The Bean expressed displeasure (read: screamed her head off) when we put her in her high chair starting at about 14 months.  She wanted nothing to do with it, dinnertime was miserable, and we relented.  We brought the booster seat that we kept in the car into the house, and the Bean loved it – it was a big girl chair, and she certainly felt like a big girl.

Fast forward to now, mere days before my Bean’s second birthday, she looks at the once-cool booster seat like it’s yesterday’s news.  She’ll do anything to avoid sitting in it, and wants to sit in a regular kitchen chair like “a big girl mommy”.  This results in a tug of war, a tidal wave of dinnertime anxiety, and probably the least relaxing eating experience that my husband and I have ever experienced.  Because, like any two year old, the Bean doesn’t actually want to SIT in that chair.  She wants to start out sitting, move to her knees, pretend she’s going to stand up because it drives us crazy, gets down to sing us a loud rendition of Baa Baa Black Sheep, lay on the kitchen floor, climb under the table, get back on the chair, and so on and so forth.

It’s exhausting.

We have tried every trick in the book to get her to stay in the chair, and most evenings end up coercing her into the booster seat so we can have a stress-free meal as a family.  It sometimes works, it sometimes doesn’t.  Once she sat still like a little lady the whole time, and once she fell off the chair and onto her head, as if in slow motion. 
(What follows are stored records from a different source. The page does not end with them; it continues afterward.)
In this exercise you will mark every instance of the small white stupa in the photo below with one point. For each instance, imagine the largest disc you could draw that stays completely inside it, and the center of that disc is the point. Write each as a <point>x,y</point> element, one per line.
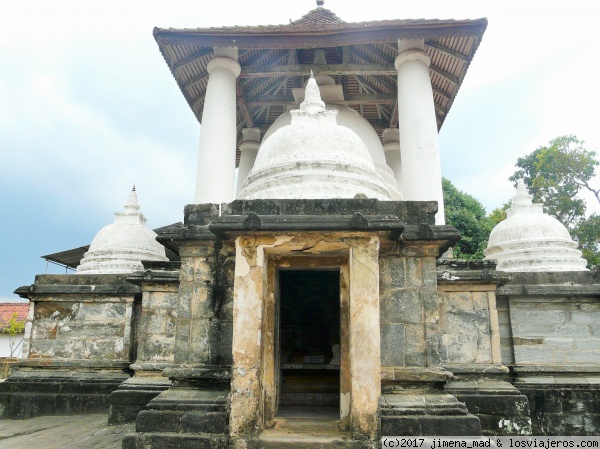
<point>313,158</point>
<point>530,240</point>
<point>121,246</point>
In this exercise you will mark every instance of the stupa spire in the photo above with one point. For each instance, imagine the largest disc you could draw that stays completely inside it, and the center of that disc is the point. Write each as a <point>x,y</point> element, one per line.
<point>312,103</point>
<point>131,206</point>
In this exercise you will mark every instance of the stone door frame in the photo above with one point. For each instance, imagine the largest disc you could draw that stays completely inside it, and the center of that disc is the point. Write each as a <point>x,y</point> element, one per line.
<point>253,396</point>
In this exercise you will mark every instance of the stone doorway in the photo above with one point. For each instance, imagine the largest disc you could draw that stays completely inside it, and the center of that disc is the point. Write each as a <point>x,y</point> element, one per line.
<point>254,397</point>
<point>309,343</point>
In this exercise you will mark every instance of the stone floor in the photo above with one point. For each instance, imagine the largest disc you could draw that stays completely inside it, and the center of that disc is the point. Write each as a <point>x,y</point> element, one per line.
<point>66,432</point>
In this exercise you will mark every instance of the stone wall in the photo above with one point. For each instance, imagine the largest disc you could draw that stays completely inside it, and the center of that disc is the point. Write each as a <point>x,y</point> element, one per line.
<point>554,318</point>
<point>408,306</point>
<point>86,317</point>
<point>551,338</point>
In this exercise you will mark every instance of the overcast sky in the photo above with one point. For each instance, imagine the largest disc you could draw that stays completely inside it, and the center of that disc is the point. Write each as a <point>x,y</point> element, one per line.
<point>88,106</point>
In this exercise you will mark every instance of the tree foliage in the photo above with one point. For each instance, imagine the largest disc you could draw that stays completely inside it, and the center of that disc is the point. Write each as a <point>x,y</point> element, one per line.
<point>556,175</point>
<point>467,215</point>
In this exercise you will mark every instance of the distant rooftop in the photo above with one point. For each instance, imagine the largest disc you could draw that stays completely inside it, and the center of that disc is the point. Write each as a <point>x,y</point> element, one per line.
<point>8,309</point>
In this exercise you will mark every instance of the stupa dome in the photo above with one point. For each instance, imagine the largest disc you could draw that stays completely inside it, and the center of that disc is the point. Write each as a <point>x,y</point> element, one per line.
<point>530,240</point>
<point>121,246</point>
<point>313,157</point>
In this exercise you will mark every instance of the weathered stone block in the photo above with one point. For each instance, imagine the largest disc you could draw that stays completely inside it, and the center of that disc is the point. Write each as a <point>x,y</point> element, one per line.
<point>401,306</point>
<point>392,272</point>
<point>392,344</point>
<point>414,272</point>
<point>220,342</point>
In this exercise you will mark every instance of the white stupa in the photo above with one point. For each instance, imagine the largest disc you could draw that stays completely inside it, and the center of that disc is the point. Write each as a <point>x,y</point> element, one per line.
<point>313,158</point>
<point>531,240</point>
<point>121,246</point>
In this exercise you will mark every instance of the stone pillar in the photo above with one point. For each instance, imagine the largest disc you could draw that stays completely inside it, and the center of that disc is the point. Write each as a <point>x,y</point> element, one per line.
<point>365,363</point>
<point>216,156</point>
<point>249,150</point>
<point>391,146</point>
<point>419,145</point>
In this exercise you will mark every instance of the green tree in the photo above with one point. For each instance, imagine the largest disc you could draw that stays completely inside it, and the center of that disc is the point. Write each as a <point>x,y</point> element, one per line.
<point>14,327</point>
<point>556,175</point>
<point>467,215</point>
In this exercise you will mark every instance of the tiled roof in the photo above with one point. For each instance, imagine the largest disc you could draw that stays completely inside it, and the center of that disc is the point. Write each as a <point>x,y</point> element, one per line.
<point>276,59</point>
<point>7,310</point>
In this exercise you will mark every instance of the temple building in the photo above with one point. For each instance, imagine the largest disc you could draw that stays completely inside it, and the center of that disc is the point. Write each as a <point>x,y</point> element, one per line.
<point>309,304</point>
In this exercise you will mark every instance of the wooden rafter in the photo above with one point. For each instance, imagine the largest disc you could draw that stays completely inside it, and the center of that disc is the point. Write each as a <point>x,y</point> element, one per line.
<point>260,86</point>
<point>394,116</point>
<point>191,58</point>
<point>447,51</point>
<point>264,100</point>
<point>378,53</point>
<point>444,74</point>
<point>194,80</point>
<point>441,93</point>
<point>261,55</point>
<point>242,104</point>
<point>196,102</point>
<point>329,69</point>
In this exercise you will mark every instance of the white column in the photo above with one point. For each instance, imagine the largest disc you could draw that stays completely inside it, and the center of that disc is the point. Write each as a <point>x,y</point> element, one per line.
<point>248,150</point>
<point>419,144</point>
<point>218,136</point>
<point>391,147</point>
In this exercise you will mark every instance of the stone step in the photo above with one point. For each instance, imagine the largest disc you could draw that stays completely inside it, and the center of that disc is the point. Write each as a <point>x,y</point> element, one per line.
<point>181,421</point>
<point>174,441</point>
<point>292,433</point>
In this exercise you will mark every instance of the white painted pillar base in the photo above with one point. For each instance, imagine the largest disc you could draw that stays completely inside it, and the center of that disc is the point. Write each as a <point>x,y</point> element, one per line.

I suspect this will be one of many, many assertions of independence that the Bean will show us as she grows more and more into herself; and I expect that our reaction will be the same.  Trying to force her into the thing that she’s just about growing out of, bribing her to stay the way she was, so we can have some peace of mind and not be scared that she’s going to hurt herself somehow.  The older she gets, the more we are certain that this little girl has a mind of her own and isn’t afraid to use it or tell her dear old mom and dad that we’re doing it wrong.  We’ll take it gladly, smiling at her, saving our frustration for a later conversation, and hoping we don’t pick up an ulcer along the way.